Fri | Sep 30, 2022

VENEZUELA - Alleged major drug traffickers deported to US

Published:Wednesday | February 3, 2010 | 12:00 AM

Venezuela (AP):

Venezuela deported alleged major drug traffickers to the United States yesterday, the country's top security official said.

Suspected Colombian drug kingpin Salomon Camacho Mora, French smuggling suspect Jean Marie Bonnamy and alleged Colombian paramilitary member Oscar Ospino were escorted to helicopters at Venezuela's secret police headquarters and ferried to the nation's main airport for deportation. Camacho Mora was sent to the United States, Ospino to Colombia and Bonnamy to France.

Effectively fighting

Justice Minister Tareck El Aissami hailed the deportations as evidence that President Hugo Chavez's administration is effectively fighting drug trafficking, rejecting criticism from US officials that Venezuela has failed to stem the flow of cocaine through its territory.
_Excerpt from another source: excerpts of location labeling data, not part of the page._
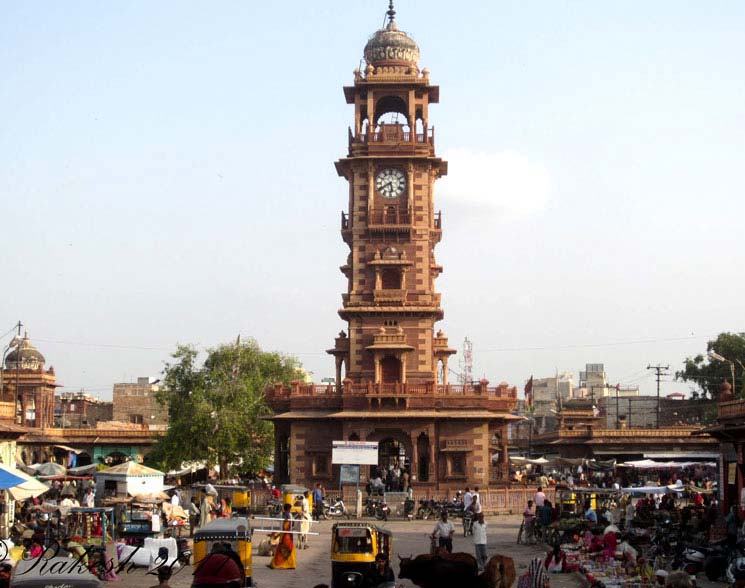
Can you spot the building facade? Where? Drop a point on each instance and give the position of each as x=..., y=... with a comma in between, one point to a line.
x=391, y=382
x=27, y=396
x=79, y=410
x=136, y=404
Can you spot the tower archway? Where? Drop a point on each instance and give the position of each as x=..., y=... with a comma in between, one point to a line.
x=390, y=368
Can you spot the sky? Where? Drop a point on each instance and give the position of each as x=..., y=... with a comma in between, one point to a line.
x=166, y=177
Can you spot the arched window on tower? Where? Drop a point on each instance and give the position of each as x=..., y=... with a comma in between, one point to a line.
x=390, y=278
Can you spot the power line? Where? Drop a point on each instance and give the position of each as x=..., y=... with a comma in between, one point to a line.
x=660, y=370
x=590, y=345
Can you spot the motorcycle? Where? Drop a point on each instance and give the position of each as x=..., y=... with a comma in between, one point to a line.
x=183, y=551
x=381, y=512
x=426, y=509
x=336, y=510
x=467, y=523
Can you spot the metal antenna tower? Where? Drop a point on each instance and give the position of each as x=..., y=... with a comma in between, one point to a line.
x=466, y=364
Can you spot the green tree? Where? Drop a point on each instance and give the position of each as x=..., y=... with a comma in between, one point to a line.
x=707, y=373
x=217, y=410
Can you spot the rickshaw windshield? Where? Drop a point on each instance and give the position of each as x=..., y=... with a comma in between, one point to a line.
x=353, y=541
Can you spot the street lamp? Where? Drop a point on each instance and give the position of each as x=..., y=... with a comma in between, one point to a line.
x=715, y=356
x=14, y=342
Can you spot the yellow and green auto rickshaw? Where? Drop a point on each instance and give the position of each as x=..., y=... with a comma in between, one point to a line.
x=239, y=496
x=235, y=531
x=353, y=550
x=293, y=494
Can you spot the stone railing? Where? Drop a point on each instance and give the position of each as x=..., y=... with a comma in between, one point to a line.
x=731, y=409
x=7, y=411
x=370, y=396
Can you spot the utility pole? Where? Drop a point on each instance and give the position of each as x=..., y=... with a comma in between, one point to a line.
x=660, y=370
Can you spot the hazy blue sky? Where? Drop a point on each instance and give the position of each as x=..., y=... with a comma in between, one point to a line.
x=166, y=175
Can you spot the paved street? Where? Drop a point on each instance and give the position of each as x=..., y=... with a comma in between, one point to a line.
x=410, y=537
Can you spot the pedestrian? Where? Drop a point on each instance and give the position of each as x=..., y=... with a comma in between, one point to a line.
x=318, y=501
x=444, y=531
x=284, y=555
x=479, y=540
x=194, y=512
x=204, y=511
x=526, y=533
x=535, y=577
x=467, y=498
x=590, y=514
x=164, y=575
x=89, y=498
x=305, y=520
x=539, y=498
"It demonstrates the efficiency and firm commitment of our government and its institutions in the battle against crime," El Aissami said.

Venezuela is a major hub for traffickers smuggling Colombian cocaine to the United States and Europe. Camacho Mora, alias "Big Papa," is believed to be responsible along with an associate, for sending as much as 10 tons (9 metric tons) of Colombian cocaine to the US between 1999 and 2000 alone, according to the US State Department. Authorities in the US had offered a reward of up to $5 million for information leading to his arrest.

Bonnamy, 51, was wanted in France for allegedly smuggling multi-ton shipments of cocaine to Europe. Venezuelan police arrested him on November 24, a day before French authorities seized a 2,123-pound (963-kilogram) cocaine shipment off the Caribbean island of Saint Martin.

Ospino was accused of being a member of the outlawed United Self-Defence Forces of Colombia, which was formed in the 1980s to defend wealthy ranchers from leftist guerrillas. The vigilante force quickly turned into one of Colombia's biggest drug-trafficking organisations, however, and its leaders have been accused of ordering hundreds of killings.

Ospino has been convicted of killing a judge in 2003, and prosecutor Deicy Jaramillo said he may be responsible for more than 1,000 killings.